Southwest of Salem: The Story of the San Antonio Four
Southwest of Salem has an immediate leg up due to the immense popularity of recent are-they-or-aren't-they-guilty true crime series like Serial and Making a Murderer. But this documentary by Deborah S. Esquinazi focuses not on the ambiguity of the accusations against four women charged with gang-raping two children, but on the toxically homophobic environment that led to their wrongful convictions in 1994. The film goes beyond the usual trappings of a true crime story to examine yet another way in which the criminal justice system can be derailed by unfounded fear and prejudiced groupthink.
My Blind Brother
Adam Scott, Nick Kroll and Jenny Slate are a joy to watch in Sophie Goodhart's film about an unconventional love triangle and a brotherhood strained by guilt and obligation. Kroll's Bill is a constant companion to his blind brother Robbie (Scott), but Robbie is a cocky attention junkie who never expresses appreciation for his brother's dedication (the opening scene finds both men having completed a marathon, Bill as guide to Robbie, with the latter receiving a hero's welcome as his brother is all but ignored). When they both fall for Rose (Slate), things get complicated. Everyone here is flawed and human—the trick is finding a way to become a little less blind to their own flawed humanity.
Women Who Kill
Brooklyn-based filmmaker Ingrid Jungermann won an award for Best Screenplay at this year's festival for Women Who Kill, which Indiewire described as the "best lesbian horror-comedy ever." There may not be a wealth of competition in that genre, but the film delivers nonetheless, at once a caustically funny and anxiety-inducing feature debut for the creator of the popular web series "The Slope" and "F to 7th." The movie centers on the hosts of a podcast about female serial killers, one of whom (played by Jungermann) begins to fear that her new girlfriend (Sheila Vand of A Girl Walks Home Alone at Night) may be a serial killer herself. We'll be seeing more from Jungermann soon, as she's currently adapting "F to 7th" for a comedy series at Showtime.
Adult Life Skills
British filmmaker Rachel Tunnard won the 2016 Nora Ephron Prize for her feature debut about a woman who has lost her way in life following the death of her twin brother. Anna (Jodie Whittaker) is about to turn 30, and though her mother would prefer she move out of the toolshed she calls home and find a boyfriend, she spends most of her time making videos that feature her thumbs, with drawn-on faces, navigating a tin-foil spaceship toward the sun. The film is remarkable enough for its endearingly oddball point of view—Anna sees faces in flashing traffic lights and microwaves her clothes dry when she's running late for work—but it's Tunnard's gentle exploration of grief that wins hearts here.
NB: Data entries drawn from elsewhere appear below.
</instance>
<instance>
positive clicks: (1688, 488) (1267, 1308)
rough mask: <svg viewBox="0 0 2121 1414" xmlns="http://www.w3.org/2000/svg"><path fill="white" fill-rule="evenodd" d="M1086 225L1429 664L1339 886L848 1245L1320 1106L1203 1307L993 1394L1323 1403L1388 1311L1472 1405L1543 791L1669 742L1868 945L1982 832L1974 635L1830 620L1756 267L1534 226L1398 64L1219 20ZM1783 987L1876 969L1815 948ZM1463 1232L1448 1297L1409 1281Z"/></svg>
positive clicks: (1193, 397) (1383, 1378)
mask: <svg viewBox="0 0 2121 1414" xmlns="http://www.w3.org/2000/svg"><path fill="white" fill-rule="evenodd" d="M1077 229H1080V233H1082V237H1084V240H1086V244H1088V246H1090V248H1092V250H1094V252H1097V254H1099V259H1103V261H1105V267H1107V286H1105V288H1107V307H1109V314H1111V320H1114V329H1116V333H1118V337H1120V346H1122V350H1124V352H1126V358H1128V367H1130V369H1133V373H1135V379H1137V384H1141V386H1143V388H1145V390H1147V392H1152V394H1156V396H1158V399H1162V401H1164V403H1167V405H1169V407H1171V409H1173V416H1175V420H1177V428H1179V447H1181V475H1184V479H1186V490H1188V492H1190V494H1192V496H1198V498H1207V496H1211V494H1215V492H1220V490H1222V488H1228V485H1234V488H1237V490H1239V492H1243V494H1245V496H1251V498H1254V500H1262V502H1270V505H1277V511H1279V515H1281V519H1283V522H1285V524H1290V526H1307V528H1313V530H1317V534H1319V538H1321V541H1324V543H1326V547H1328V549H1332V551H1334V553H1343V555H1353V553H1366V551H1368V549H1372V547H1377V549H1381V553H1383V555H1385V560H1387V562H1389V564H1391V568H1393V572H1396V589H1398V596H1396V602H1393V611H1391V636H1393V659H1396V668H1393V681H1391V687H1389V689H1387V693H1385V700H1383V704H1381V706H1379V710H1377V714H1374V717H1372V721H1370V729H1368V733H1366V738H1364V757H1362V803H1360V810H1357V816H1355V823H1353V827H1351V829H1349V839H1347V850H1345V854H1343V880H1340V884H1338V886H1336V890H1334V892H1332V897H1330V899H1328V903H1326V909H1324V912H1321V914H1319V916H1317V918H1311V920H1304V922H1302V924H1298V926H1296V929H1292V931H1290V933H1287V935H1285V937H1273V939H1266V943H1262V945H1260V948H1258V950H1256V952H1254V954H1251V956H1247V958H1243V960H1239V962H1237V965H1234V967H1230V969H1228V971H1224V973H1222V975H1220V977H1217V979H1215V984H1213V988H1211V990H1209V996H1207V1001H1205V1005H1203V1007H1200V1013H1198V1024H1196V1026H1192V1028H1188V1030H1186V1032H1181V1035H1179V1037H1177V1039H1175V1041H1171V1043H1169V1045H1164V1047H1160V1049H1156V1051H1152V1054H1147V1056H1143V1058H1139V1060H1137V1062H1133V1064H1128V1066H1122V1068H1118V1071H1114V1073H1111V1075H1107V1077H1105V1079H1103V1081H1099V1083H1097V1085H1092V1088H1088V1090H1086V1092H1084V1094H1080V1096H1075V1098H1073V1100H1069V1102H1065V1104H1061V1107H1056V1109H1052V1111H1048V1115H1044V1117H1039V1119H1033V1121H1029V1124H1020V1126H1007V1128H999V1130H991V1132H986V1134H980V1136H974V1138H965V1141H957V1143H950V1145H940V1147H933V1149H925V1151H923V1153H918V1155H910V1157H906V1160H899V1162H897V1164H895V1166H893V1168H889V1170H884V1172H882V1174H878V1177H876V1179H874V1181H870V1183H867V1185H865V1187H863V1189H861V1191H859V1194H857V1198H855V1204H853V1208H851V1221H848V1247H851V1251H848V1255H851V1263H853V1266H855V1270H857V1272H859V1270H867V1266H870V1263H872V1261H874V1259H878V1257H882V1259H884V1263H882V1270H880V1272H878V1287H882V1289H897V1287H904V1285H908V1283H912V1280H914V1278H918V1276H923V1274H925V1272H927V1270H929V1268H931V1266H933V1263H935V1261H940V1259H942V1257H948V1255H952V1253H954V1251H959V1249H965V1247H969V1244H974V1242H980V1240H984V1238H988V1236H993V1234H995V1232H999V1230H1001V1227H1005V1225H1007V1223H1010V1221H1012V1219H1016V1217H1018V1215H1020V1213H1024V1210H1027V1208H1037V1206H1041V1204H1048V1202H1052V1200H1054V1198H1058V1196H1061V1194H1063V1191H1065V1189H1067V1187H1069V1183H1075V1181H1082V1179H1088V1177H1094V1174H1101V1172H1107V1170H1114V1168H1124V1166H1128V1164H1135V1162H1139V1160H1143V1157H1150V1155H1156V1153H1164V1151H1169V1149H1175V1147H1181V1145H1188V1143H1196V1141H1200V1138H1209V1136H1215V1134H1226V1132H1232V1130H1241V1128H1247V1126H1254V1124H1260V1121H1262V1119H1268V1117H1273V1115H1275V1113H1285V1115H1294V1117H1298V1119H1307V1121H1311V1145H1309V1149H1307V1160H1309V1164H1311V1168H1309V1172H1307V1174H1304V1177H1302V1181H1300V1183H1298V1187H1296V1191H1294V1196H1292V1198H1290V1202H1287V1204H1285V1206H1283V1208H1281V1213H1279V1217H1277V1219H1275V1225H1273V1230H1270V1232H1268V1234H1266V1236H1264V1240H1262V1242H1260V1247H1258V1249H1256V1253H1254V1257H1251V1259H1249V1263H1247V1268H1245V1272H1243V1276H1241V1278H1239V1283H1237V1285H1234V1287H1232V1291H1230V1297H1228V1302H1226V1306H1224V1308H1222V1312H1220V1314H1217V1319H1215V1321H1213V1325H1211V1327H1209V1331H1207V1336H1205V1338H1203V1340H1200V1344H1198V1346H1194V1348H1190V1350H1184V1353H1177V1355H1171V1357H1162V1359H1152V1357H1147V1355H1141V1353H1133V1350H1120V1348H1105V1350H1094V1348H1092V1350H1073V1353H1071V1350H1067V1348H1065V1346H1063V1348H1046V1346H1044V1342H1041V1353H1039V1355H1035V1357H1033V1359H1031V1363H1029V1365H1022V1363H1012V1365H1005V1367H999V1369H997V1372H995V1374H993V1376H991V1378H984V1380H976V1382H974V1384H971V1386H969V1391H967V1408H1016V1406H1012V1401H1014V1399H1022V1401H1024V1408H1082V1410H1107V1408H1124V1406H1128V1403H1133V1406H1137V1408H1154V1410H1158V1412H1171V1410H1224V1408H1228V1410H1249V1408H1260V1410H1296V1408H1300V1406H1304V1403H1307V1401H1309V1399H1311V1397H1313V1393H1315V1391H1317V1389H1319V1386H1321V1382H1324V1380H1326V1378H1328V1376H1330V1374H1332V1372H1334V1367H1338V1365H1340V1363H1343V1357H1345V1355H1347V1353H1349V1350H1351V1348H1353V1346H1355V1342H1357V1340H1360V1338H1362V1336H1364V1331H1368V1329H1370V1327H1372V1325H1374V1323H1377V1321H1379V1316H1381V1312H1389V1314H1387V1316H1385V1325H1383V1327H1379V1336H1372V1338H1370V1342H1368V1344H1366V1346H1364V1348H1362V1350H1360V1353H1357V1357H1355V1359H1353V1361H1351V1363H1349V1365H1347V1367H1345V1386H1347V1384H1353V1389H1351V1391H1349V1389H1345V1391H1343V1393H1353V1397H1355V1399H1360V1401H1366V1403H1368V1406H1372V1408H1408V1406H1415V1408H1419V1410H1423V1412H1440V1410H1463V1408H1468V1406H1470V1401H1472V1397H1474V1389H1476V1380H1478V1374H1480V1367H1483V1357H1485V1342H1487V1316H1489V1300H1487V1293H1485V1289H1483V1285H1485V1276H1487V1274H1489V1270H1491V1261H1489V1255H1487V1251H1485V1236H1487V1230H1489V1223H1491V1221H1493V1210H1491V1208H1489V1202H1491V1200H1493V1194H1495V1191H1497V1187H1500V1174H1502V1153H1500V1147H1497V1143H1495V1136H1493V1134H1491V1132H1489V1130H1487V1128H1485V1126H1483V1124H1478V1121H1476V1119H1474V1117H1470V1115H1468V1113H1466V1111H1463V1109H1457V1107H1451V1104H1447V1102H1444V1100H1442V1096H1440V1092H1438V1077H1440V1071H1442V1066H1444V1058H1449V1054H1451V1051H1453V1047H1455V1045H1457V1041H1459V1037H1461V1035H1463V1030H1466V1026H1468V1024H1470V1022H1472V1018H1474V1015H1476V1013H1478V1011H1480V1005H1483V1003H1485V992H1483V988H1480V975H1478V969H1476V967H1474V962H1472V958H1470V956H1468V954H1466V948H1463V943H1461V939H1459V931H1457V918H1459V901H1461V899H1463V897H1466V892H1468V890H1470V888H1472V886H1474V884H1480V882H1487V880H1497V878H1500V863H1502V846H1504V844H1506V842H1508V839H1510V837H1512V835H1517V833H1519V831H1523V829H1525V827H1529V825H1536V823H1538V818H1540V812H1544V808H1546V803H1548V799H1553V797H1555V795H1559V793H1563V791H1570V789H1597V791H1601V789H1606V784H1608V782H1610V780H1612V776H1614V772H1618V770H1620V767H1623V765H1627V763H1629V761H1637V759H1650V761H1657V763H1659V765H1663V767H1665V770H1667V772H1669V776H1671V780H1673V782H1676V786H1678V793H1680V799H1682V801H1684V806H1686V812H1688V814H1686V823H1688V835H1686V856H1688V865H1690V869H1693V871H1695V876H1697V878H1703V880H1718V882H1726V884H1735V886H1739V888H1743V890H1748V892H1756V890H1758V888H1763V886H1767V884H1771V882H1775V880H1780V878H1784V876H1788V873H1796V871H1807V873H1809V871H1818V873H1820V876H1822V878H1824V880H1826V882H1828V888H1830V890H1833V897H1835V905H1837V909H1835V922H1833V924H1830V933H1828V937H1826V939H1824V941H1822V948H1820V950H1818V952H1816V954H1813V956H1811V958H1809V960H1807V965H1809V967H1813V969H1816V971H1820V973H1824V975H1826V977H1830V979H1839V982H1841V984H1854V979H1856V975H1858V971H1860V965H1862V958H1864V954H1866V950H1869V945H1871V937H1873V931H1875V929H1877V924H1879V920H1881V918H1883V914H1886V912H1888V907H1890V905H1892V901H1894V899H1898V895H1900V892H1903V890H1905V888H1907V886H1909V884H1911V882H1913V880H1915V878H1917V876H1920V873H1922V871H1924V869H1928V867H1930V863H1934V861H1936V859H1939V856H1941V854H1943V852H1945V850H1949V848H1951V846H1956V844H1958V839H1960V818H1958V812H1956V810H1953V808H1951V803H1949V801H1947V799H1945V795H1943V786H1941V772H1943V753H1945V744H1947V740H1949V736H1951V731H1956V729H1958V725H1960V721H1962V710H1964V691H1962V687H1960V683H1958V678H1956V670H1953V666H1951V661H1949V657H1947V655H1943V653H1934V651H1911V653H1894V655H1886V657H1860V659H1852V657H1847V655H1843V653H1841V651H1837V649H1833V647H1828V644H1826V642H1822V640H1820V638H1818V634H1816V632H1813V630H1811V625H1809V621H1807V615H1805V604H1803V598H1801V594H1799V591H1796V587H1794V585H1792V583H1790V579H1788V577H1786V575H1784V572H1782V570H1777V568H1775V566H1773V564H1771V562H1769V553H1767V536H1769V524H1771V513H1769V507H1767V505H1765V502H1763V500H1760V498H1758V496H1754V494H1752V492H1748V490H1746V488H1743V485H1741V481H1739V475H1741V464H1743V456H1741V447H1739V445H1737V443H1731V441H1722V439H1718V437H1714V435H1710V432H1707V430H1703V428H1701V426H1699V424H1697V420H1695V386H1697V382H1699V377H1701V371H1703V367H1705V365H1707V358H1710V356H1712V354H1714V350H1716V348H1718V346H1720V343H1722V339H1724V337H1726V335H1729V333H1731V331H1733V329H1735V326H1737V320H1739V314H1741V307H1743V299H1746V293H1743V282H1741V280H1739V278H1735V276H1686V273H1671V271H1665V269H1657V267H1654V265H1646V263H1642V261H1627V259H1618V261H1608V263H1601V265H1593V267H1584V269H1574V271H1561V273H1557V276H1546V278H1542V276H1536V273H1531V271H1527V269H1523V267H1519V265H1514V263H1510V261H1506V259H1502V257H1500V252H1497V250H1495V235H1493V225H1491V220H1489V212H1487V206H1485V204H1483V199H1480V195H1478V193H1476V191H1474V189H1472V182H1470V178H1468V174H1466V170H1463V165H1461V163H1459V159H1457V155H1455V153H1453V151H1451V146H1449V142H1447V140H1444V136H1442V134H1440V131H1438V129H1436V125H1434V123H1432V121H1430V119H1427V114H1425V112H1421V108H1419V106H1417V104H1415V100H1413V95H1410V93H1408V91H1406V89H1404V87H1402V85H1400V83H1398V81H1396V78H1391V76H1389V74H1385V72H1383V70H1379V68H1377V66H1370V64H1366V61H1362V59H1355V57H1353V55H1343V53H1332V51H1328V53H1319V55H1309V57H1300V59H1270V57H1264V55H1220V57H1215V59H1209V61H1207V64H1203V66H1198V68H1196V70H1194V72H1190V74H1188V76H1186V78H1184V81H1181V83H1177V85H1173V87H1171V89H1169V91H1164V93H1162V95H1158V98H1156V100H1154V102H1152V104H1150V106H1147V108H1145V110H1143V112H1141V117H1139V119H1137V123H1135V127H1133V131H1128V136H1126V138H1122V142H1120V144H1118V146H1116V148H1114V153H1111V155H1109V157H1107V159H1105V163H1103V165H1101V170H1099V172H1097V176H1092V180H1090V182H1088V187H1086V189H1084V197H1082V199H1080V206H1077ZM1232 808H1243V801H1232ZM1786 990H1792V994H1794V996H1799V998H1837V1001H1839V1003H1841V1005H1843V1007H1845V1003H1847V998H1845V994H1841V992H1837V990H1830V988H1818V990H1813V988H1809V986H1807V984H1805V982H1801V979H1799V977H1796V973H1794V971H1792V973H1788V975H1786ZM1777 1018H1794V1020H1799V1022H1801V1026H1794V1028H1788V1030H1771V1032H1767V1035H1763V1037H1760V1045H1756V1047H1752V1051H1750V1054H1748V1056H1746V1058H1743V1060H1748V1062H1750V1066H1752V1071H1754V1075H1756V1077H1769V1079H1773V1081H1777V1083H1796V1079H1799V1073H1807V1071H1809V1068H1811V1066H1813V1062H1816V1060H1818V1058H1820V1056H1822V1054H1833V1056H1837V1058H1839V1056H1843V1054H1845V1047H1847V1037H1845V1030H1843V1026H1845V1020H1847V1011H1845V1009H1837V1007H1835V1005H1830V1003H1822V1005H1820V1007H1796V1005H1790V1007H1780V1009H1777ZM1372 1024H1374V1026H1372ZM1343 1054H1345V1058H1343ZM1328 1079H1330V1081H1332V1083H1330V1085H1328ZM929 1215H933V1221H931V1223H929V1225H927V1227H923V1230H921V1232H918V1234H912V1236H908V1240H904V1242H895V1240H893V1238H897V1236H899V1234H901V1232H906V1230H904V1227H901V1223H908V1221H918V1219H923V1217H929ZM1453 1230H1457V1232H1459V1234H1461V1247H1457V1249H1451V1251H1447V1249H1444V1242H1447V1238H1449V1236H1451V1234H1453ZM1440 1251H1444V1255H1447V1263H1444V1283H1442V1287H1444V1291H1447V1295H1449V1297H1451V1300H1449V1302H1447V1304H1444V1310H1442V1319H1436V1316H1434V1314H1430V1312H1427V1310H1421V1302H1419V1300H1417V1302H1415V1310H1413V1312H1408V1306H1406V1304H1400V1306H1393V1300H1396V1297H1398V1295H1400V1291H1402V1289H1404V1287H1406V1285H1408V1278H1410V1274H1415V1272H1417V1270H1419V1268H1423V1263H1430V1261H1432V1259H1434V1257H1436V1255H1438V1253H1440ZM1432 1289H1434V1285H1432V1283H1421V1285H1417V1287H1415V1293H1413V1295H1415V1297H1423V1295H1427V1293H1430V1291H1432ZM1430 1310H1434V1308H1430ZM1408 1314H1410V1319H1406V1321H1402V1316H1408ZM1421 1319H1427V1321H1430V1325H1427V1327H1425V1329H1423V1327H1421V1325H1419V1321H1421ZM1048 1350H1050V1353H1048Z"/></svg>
There's standard-issue jealousy, and then there's the kind of deep-seated resentment that tears people apart, slowly at first and then suddenly, violently, irreversibly. It's this intense boil of emotion that drives Sophia Takal's psychological thriller Always Shine, which finds two actor friends, played by Caitlin FitzGerald (Masters of Sex) and Mackenzie Davis (Halt and Catch Fire), working through their damage in a secluded Big Sur cabin. While their onscreen actresses struggle to reconcile their uneven success and their now complicated friendship, FitzGerald and Davis shine, pretty much always, as they gradually come undone.